Data::EventStream

Perl extension for processing event streams

Download .zip Download .tar.gz View on GitHub

Simple moving average

Aggregator class

In this case we will compute an average of all events inside the sliding window. We will initialize aggregator with zero sum and zero events, and then each time event enters window we increase number of events and add event value to the sum, and each time event leaves window we decrease number of events and subtract event value from the sum. Moving average at any time can be calculated as sum divided by count of events. So let us implement aggregator class.

package MovingAverage;
use strict;
use warnings;

sub new {
    my ($class, %args) = @_;
    die "value_sub parameter should be specified" unless $args{value_sub};
    $args{_sum} = 0;
    $args{_count} = 0;
    return bless \%args, $class;
}

Constructor as you can see initializes _sum and _count attributes with zero, and it requires value_sub parameter. Events are arbitrary data structures as it was already mentioned, and value_sub is required for aggregator to be able to extract the value from an event. This subroutine should return numeric value corresponding to the event.

Now, here is what we do when event enters or leaves window:

sub enter {
    my ($self, $event) = @_;
    $self->{_count}++;
    $self->{_sum} += $self->{value_sub}->($event);
}

sub leave {
    my ($self, $event) = @_;
    $self->{_count}--;
    $self->{_sum} -= $self->{value_sub}->($event);
}

sub reset {
    my ($self) = @_;
    $self->{_count} = 0;
    $self->{_sum} = 0;
}

enter is called by Data::EventStream object when event enters window, it has two arguments other than aggregator object itself – event and window, but we do not need window object in this case. leave is called when event leaves the window, it has the same parameters as enter. For batch windows instead of leave Data::EventStream invokes reset method when window is full.

Next, we need a method to get current value of the moving average:

sub value {
    my ($self) = @_;
    $self->{_count} ? $self->{_sum} / $self->{_count} : undef;
}

Also method that returns _count value might be useful:

sub count {
    shift->{_count}
}

The last method that we need to implement for aggregator class is window_update, it is invoked when time changes. We are not handling time in this aggregator, so it is an empty method:

sub window_update {}

Processing event stream

Now let’s see how to use this aggregator class for processing event stream. We will assume that our events are hashes with bid and ask elements, and will calculate moving averages for both for 10 and 20 latest events.
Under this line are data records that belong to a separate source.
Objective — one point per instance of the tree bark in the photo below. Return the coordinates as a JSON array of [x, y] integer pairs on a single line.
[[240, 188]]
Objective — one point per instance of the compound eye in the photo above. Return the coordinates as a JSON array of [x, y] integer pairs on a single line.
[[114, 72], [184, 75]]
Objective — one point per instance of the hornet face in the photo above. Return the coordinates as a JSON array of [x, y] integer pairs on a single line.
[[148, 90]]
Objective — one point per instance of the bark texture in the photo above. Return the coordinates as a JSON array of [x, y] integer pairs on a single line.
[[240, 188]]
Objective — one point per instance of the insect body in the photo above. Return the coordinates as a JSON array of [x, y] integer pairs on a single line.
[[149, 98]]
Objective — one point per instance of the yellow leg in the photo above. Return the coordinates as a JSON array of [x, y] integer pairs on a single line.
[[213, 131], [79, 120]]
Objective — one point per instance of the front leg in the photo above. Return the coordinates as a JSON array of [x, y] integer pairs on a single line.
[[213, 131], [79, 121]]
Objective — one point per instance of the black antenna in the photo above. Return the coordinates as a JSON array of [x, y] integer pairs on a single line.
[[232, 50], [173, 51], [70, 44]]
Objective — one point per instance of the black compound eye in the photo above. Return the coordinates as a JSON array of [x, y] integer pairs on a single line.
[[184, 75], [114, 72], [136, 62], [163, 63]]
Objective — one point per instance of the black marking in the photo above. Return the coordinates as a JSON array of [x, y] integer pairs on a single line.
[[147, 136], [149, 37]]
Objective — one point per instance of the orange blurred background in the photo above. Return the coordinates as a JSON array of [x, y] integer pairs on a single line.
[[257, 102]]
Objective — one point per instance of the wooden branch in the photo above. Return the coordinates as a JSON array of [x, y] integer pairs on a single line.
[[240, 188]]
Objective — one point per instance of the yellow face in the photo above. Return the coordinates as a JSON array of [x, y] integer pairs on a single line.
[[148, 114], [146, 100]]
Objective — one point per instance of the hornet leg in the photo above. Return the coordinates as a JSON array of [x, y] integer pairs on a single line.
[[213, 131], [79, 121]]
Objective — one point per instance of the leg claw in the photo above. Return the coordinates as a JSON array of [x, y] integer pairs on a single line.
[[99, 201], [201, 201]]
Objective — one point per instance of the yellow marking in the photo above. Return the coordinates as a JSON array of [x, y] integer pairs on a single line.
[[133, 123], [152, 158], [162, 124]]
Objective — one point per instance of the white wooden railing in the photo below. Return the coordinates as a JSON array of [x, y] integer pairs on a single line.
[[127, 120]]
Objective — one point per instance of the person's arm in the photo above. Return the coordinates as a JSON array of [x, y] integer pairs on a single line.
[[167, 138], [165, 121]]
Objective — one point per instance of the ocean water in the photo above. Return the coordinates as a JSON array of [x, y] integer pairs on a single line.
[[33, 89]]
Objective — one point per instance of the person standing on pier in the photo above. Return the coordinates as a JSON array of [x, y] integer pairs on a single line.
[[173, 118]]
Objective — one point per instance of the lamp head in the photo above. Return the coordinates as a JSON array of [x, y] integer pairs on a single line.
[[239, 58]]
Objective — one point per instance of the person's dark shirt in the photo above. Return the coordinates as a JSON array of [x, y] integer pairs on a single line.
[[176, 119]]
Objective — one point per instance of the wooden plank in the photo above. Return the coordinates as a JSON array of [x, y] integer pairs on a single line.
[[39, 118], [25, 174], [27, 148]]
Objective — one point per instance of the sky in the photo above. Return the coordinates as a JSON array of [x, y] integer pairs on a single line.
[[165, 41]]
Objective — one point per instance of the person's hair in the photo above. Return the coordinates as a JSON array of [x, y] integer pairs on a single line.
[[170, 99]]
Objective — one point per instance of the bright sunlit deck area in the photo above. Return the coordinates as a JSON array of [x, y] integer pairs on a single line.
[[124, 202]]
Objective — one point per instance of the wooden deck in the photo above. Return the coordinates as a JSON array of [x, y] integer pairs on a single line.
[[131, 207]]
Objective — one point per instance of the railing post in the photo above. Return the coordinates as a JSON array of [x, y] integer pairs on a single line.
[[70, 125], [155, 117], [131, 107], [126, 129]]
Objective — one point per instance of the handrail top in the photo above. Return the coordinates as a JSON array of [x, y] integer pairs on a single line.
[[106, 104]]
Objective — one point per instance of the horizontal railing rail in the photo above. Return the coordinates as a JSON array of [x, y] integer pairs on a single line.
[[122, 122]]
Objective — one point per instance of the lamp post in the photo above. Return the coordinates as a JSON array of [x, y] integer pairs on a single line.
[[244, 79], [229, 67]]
First we need to create event stream object. As we do not have time assosiated with our events, there is no need to specify time_sub attribute:

my $es = Data::EventStream->new;

Now we should create aggregator object for each aggregated parameter and attach it to our event stream.

my $ask_10 = MovingAverage->new(value_sub => sub { shift->{ask} });
$es->add_aggregator($ask_10, count => 10);
my $ask_20 = MovingAverage->new(value_sub => sub { shift->{ask} });
$es->add_aggregator($ask_20, count => 20);
my $bid_10 = MovingAverage->new(value_sub => sub { shift->{bid} });
$es->add_aggregator($bid_10, count => 10);
my $bid_20 = MovingAverage->new(value_sub => sub { shift->{bid} });
$es->add_aggregator($bid_20, count => 20);

As you can see value_sub for ask aggregators will use ask element from the event as a value, and for bid aggregators it will use bid element. To attach aggregator to stream we are using add_aggregator method which accepts aggregator as its first argument and sliding window parameters as the following arguments. In this case sliding window parameters just specify the number of events that fit into sliding window.

And now we can start adding events:

while (my $event = wait_for_new_event()) {
    $es->add_event($event);
    say "Average spread for the last ", $bid_10->count, " events: ",
        $bid_10->value, " - ", $ask_10->value;
    say "Average spread for the last ", $bid_20->count, " events: ",
        $bid_20->value, " - ", $ask_20->value;
}

wait_for_new_event here is an abstract subroutine that waits for a new event and returns it. Note, that our aggregators start computing average even if they have only one event, so for the first 10 events two moving averages will be identical.